Dazu sollte tatsächlich der Begriff "Normalität", in Bezug auf Verhalten, also das, was normalerweise, üblicherweise als Verhalten gezeigt wird bei der Gesamtpopulation von Hunden ohne Übertypisierungen betrachtet werden.
Dass bei bestimmten Selektionszielen Merkmale gehäuft (also signifikant verstärkt) auftreten, die bei einer Betrachtung der Gesamtpopulation nicht als normales, übliches Verhalten erscheinen, macht diese verstärkt bei diesem Selektionsziel gezeigten Verhaltensmerkmale nicht normal.

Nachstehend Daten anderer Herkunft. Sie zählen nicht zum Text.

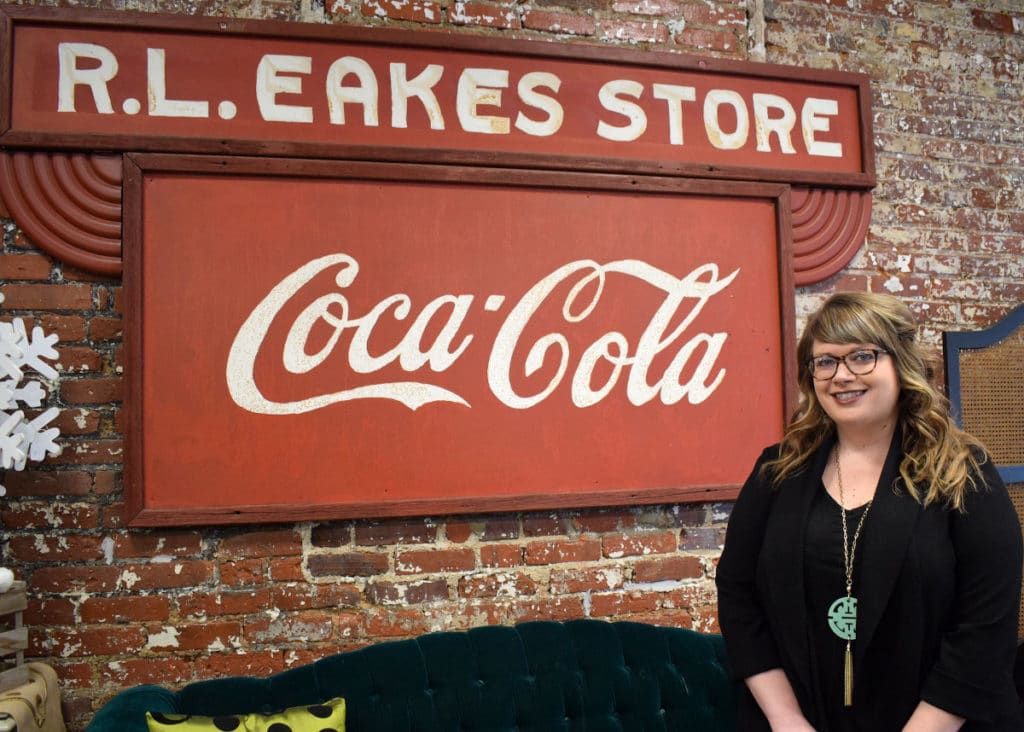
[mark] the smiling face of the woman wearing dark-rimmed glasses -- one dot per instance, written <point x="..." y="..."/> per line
<point x="858" y="401"/>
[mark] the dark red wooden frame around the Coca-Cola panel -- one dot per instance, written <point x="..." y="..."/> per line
<point x="137" y="166"/>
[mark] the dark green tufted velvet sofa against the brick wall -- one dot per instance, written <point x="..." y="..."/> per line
<point x="578" y="676"/>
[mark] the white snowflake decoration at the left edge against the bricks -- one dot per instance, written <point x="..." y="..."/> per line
<point x="23" y="440"/>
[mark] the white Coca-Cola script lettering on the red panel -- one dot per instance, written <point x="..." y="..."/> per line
<point x="688" y="357"/>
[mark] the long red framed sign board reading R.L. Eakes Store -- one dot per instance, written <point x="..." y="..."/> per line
<point x="226" y="87"/>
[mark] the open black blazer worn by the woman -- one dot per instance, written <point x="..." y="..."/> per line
<point x="938" y="599"/>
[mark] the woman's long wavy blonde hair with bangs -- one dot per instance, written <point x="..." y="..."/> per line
<point x="940" y="459"/>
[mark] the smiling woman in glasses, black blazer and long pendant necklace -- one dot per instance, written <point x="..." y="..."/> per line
<point x="872" y="571"/>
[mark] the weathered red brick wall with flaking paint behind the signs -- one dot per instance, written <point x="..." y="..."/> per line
<point x="113" y="608"/>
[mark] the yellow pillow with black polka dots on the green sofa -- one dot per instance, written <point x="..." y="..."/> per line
<point x="329" y="717"/>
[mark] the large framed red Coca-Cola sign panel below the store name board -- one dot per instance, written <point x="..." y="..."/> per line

Es ist ja ein gesamtgesellschaftliches Phänomen, immer wieder neu auszuloten, wo die Grenze zwischen Normalität und A-Normalität liegt. Letztendlich ist Normalität aber vor allem eines: ein Spektrum.

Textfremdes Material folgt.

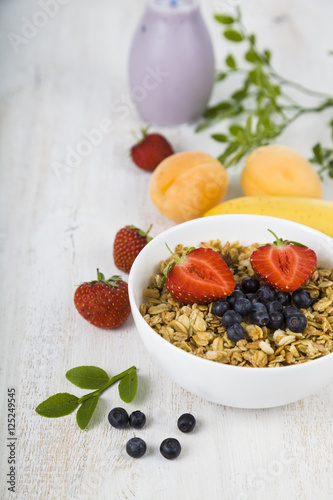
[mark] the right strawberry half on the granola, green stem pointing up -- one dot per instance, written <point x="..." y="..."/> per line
<point x="285" y="265"/>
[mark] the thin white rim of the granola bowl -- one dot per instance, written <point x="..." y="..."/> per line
<point x="198" y="358"/>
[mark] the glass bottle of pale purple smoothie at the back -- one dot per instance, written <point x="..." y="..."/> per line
<point x="171" y="63"/>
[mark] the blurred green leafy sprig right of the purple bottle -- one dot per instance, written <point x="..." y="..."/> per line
<point x="260" y="109"/>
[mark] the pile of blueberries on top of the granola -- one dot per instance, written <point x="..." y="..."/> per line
<point x="261" y="305"/>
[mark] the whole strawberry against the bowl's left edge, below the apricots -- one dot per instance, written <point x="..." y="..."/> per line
<point x="128" y="243"/>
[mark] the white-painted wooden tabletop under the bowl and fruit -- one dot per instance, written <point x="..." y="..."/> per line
<point x="58" y="226"/>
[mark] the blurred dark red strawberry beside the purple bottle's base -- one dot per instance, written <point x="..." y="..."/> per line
<point x="150" y="151"/>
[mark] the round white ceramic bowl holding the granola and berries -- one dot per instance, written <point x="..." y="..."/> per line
<point x="241" y="387"/>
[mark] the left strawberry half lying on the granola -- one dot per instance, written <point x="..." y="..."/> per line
<point x="200" y="277"/>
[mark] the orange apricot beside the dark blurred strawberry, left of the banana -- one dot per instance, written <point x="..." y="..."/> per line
<point x="185" y="185"/>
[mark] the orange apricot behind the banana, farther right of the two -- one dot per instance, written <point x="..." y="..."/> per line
<point x="279" y="171"/>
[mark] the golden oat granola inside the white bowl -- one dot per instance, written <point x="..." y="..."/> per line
<point x="195" y="329"/>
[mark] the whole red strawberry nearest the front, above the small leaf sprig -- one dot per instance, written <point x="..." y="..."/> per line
<point x="104" y="303"/>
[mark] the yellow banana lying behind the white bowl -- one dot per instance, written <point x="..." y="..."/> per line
<point x="311" y="212"/>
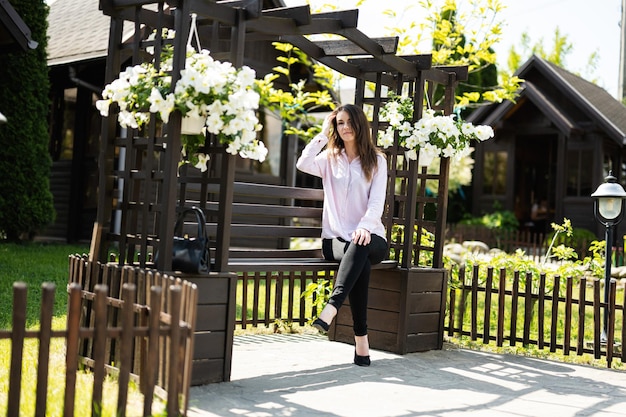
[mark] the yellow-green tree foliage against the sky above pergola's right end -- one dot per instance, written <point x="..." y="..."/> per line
<point x="459" y="35"/>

Ich kenne zum Beispiel einen Haufen Hunde, die dieses Verhalten in mehr oder minder starker Form zeigen: Schäferhunde, Terrier, kernige Hüter und allen voraus viele, viele Mischlinge. Nur, weil ein Großteil der Hunde dieses Verhalten nicht zeigt, heißt es nicht gleich, dass es anormal ist. Du kannst Normalität nicht allein anhand des Modalwertes festmachen. Wenn wir danach gehen, müsste es auch total anormal sein, männlich zu sein - weil über 50% der Menschen weiblich sind. Auch Minderheiten gehören zum Normalitäts-Spektrum.
Davon abgesehen: Durch die Selektion auf bestimmte Rassen hin wurden alle Hunde mehr oder weniger stark verändert. Um einen Überblick über die ursprünglichen Verhaltensweisen eines Haushundes ohne Selektion zu erlangen, müsste man sich also das Verhalten von recht ursprünglichen, wenig überzüchteten Rassen anschauen. Und da sind doch einige Hunde dabei, die genau so ein Verhalten gehäuft zeigen. Um bei meinen Osteuropäern zu bleiben: Puli, Mudi, Kroatischer Schäferhund, die ganzen Osteuropäischen HSHs und deren Mixe neigen meiner bisherigen Erfahrung nach durchaus dazu, mal gegen den Halter zu gehen. Nicht alle, klar, aber als wahnsinnig ungewöhnlich würde ich das bei denen nicht beschreiben.